Tuesday, October 12, 2010

Lecture Video: Barbara J. King - Gorillas and God

I'm at Logan to leave for Istanbul -but I just found out that the video for our latest lecture is now ready (thanks to Thomas Ciaburri). So here it is.

Dr. Barbara J. King was our Science & Religion Lecture Series speaker at Hampshire College on September 22nd. She gave a fantastic talk on the roots of our religious (or proto-religious) beliefs. Here is the video of her talk, Gorillas and God: The Evolutionary Roots of Religion (video of Q&A and the abstract for her talk below) Enjoy!

Gorillas and God: Evolutionary Roots of Religion by Dr. Barbara J King from Hampshire TV on Vimeo.

And here is the Q&A session:

Q&A with Dr. Barbra King from Hampshire TV on Vimeo.


Anthropologists routinely seek evidence for the primate origins of human technology, language, and culture. In this illustrated talk, anthropologist Barbara J. King reviews the findings to date from the search for an aspect of our primate past even more elusive: the deepest roots of human religiosity. Using modern African apes such as gorillas and chimpanzees as a guide, she reflects upon the earliest evolutionary manifestations of compassion, imagination, thinking beyond the here-and-now, and ritual. She traces the first evidence for spirituality in human material culture by consideration of archaeological sites such as the Chauvet and Lascaux Caves in France, and Gobekli Tepe and Catalhoyuk in Turkey. King reflects as well on how we may, via a focus on the plasticity and contingency of our becoming-human trajectory (instead of on a heavily biologized account of our past), come to grasp more fully when it means to be human.

Dr.
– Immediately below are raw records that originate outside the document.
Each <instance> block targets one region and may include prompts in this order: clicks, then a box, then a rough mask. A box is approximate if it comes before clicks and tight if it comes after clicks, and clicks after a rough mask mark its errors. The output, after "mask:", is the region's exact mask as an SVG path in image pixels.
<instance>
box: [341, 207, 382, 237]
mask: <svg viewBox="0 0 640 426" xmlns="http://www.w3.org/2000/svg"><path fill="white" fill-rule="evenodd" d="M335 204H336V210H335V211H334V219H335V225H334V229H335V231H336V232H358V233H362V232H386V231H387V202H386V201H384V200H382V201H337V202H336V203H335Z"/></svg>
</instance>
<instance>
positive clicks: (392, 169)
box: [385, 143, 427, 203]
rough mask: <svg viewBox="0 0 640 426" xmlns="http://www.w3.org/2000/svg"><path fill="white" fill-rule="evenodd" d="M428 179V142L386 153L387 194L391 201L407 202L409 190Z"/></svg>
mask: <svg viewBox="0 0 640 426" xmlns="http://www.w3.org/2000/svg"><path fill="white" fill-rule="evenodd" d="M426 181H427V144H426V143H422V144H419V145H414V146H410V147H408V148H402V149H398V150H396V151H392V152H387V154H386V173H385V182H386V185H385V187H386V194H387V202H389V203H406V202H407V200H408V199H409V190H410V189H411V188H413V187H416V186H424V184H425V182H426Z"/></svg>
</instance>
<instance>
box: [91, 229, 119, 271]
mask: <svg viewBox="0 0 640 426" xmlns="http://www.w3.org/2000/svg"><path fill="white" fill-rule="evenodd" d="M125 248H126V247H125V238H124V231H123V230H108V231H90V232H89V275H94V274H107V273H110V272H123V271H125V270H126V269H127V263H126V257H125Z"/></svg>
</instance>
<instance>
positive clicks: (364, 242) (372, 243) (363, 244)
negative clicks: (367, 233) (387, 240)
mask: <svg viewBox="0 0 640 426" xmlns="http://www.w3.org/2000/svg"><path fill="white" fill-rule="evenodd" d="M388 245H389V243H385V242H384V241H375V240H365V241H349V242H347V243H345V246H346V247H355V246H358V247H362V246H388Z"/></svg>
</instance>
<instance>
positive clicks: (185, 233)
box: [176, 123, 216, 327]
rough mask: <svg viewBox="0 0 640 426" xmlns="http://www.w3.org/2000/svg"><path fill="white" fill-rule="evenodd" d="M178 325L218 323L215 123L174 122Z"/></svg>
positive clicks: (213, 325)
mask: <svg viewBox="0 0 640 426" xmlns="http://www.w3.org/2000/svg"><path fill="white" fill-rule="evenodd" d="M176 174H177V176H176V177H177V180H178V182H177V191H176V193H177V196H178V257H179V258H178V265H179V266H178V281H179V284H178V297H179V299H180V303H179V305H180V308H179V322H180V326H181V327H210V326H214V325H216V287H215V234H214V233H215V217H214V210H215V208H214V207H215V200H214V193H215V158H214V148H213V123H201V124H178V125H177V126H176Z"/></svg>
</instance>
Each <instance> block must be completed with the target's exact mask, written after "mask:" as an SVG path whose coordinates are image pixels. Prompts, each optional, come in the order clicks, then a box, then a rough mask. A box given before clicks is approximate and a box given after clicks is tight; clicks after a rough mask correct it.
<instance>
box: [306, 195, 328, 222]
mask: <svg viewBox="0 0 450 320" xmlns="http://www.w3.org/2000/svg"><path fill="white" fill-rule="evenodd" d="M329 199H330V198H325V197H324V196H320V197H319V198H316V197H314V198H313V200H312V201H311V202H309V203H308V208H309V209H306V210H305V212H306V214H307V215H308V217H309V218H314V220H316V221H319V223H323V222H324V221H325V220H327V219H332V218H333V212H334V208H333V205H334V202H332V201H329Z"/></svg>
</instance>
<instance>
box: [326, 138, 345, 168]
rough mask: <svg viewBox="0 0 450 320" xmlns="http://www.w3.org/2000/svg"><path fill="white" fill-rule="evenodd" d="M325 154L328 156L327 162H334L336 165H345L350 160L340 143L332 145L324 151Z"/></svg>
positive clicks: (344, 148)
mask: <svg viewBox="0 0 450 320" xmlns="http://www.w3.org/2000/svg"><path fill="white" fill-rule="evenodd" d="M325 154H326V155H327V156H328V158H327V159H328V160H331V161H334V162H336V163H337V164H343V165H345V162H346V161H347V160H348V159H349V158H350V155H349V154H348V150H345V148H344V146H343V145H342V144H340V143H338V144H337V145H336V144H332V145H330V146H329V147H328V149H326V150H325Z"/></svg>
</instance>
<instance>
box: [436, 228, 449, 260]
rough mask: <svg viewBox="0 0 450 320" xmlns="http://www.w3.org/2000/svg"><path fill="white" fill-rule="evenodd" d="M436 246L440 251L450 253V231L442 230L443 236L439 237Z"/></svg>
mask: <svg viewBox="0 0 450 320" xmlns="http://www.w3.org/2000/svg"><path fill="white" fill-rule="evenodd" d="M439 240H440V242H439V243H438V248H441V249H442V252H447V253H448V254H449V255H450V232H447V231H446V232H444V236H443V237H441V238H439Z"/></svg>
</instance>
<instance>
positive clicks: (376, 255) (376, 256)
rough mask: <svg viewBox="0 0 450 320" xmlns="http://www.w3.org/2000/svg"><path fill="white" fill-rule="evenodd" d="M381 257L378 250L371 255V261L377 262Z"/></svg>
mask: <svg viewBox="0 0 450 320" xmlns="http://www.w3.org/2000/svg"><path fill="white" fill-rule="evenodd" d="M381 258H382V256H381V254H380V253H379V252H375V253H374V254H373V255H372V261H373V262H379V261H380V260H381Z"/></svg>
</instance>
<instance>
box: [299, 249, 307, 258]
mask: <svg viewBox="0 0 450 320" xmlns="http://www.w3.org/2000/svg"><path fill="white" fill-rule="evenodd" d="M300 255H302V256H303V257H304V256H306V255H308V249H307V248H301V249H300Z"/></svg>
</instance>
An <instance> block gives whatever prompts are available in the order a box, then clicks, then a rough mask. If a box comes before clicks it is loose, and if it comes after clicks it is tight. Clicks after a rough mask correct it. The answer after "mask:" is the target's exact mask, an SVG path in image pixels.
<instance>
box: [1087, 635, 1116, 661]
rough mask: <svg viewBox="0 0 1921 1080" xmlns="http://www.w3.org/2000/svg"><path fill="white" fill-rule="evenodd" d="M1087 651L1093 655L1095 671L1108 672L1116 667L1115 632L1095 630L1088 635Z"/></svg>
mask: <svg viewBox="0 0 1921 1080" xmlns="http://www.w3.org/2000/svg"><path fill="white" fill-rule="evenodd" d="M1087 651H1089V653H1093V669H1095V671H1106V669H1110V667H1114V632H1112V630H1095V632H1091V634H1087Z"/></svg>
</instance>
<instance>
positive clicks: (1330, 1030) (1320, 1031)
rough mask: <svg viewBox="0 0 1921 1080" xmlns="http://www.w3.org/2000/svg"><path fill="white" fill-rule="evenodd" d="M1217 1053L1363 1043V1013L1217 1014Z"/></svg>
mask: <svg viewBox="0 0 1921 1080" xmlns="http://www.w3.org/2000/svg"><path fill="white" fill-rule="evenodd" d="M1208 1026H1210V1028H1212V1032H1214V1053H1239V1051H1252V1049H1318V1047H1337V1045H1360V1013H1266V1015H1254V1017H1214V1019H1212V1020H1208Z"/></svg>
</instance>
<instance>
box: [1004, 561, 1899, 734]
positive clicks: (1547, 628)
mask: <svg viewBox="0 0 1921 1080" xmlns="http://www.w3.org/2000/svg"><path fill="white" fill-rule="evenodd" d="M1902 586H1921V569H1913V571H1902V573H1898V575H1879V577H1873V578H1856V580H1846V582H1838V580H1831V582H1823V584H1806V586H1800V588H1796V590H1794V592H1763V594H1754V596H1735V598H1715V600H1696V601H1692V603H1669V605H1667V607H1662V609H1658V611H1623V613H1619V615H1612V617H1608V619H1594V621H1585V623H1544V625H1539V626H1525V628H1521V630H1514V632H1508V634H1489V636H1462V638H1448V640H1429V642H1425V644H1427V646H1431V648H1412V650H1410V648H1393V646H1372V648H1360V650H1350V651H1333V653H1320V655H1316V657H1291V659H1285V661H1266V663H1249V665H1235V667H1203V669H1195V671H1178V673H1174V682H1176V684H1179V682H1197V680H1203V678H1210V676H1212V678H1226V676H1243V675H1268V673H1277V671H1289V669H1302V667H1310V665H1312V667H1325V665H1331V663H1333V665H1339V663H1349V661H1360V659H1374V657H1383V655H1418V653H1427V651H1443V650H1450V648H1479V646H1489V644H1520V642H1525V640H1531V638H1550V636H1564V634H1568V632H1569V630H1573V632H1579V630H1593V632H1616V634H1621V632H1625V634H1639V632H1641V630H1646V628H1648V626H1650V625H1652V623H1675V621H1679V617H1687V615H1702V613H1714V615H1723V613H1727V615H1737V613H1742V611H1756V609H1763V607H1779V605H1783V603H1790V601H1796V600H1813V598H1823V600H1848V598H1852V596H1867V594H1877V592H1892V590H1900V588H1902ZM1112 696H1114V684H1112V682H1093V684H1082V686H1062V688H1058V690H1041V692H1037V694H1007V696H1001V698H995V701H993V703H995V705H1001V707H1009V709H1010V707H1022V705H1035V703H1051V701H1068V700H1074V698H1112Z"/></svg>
Barbara King is a biological anthropologist and Chancellor Professor of Anthropology at The College of William & Mary. Professor King’s research interests include primate behavior, especially ape communication, culture, and cognition; hominid evolution, especially evolution of language, culture, and religion; religion and science; dynamic systems theory;. She has studied ape and monkey behavior in Gabon, Kenya, and at the Language Research Center at Georgia State University. The recipient of a Guggenheim Foundation Fellowship, her books include The Information Continuum: Social Information Transfer in Monkeys, Apes, and HominidsThe Dynamic Dance: Nonvocal Communication in African Great ApesEvolving God: A Provocative View on the Origins of Religion, and Being with Animals.


Please check out videos of earlier lectures at our Hampshire College Lecture Series on Science & Religion website.


Ali said...

Excellent talk.
I liked it. For once, I felt people do talk about real science without jumping into unnecessary conclusions. And without mixing up prejudices and scientific findings.

Thanks for posting this Salman. And many thanks to Professor Barbara King for presenting such a complex issue so clearly and so well.

I wish I was in the audience for then, I would have asked her whether her talk was really about "EVOLUTIONARY" roots of religion -- if you know what I mean. :) Simply putting it as 'roots of religion or proto-religion' would have been more appropriate, i think. Puttin it as "Evolutionary" roots is the thing she was avoiding, I thought.

Nevertheless, it was nicely done and an interesting talk.

Salman Hameed said...

Thanks Ali. I think her evolutionary connection comes from the fact she is looking at proto-religious qualities in primates other than humans.

If you are interested in the topic of the scientific study of religion, check out this lecture by David Sloan Wilson: Evolution and Religion. This is from the first year of our lecture series.

Ali said...

Hi Salman,

Funny that you mentioned DSW. I've attended his updated version only this month. :) I also read his blog (sometimes). That reminds me. Have you thought of joining 'Science Blogs?' I don't know whether there are any advantages. But, just a thought -- because DSW's blog is on it.

Salman Hameed said...

Have you thought of joining 'Science Blogs?'

Ali - yes. we are currently other platforms, but we want to make sure that the blog ends up at the right place so we don't have to move again. But thanks for suggesting it!

Anonymous said...

Nice, grounded talk. Tthanks for posting these, Salman.